Caloocan Rep. Edgar Erice, a member of the LP in the opposition bloc, finds it awkward for LP members to remain in the majority bloc while Robredo leads the opposition.

“It’s very awkward that LP members in House are in super majority while our leader is the opposition leader. It’s time to take stand,” Erice told a news conference. 

“Personally, (I feel) LP members have no choice but to choose whether to join our leader in opposition or split from LP.”

While it is a fact that Cabinet serves at the pleasure of the President, Lagman said the vice president holding a Cabinet portfolio must be treated differently from the rest of its members.

Lagman said a vice president’s appointment in the Cabinet “has constitutional basis or anchorage, unlike all of the other Cabinet Members who are political appointees.”

Lagman cited the second paragraph of Section 3 of Article VII of the Constitution which provides: “The Vice-President may be appointed as a Member of the Cabinet.”

“This makes the vice president distinct from the other Cabinet members,” Lagman said.
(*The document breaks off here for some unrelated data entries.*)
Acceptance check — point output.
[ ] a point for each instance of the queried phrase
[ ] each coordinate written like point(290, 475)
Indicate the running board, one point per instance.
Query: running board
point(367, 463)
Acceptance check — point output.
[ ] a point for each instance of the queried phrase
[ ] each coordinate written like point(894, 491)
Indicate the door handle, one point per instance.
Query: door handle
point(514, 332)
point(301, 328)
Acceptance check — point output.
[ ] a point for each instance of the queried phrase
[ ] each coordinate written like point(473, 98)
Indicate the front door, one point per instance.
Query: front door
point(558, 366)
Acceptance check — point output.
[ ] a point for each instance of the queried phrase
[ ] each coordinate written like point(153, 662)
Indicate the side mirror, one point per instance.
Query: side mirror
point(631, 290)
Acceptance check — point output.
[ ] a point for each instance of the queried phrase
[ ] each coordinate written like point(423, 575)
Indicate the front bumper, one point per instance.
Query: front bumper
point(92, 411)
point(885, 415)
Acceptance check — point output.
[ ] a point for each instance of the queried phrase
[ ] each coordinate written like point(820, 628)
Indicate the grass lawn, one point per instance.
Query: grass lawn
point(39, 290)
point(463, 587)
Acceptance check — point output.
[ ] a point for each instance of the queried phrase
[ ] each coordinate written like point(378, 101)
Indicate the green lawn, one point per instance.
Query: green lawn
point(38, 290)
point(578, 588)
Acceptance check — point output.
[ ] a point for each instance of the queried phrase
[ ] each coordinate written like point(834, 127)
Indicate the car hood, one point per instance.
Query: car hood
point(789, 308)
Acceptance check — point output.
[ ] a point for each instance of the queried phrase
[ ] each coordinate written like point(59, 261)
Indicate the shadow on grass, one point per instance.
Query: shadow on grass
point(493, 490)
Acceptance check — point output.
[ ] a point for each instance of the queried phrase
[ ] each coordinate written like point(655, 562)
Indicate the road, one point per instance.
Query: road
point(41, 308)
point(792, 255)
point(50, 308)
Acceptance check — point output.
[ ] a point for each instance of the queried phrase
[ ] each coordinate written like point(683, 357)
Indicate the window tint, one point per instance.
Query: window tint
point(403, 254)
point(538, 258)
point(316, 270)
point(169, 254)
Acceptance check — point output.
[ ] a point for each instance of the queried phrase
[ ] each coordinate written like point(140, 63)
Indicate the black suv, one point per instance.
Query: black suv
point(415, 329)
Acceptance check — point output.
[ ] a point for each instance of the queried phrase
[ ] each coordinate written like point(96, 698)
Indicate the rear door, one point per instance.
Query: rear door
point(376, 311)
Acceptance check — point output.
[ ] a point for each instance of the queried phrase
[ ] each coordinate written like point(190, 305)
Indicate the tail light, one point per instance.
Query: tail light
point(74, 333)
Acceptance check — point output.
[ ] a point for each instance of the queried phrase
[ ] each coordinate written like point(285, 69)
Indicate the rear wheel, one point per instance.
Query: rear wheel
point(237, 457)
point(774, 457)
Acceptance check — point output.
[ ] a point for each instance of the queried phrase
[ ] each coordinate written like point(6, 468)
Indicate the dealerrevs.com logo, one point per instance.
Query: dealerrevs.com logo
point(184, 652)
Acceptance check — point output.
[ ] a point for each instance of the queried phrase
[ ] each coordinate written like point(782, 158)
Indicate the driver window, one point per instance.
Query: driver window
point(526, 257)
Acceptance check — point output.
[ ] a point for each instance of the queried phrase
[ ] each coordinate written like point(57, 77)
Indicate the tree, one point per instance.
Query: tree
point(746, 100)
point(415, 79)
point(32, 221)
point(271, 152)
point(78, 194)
Lagman pointed out that as a Cabinet appointee, the vice president requires no confirmation by the Commission on Appointments, “unlike the rest who have to pass the gamut of the confirmation process.”

He said that as a cabinet member, the vice president “could not be considered merely as an alter ego of the President because he or she has a distinct and separate popular and constitutional mandate.”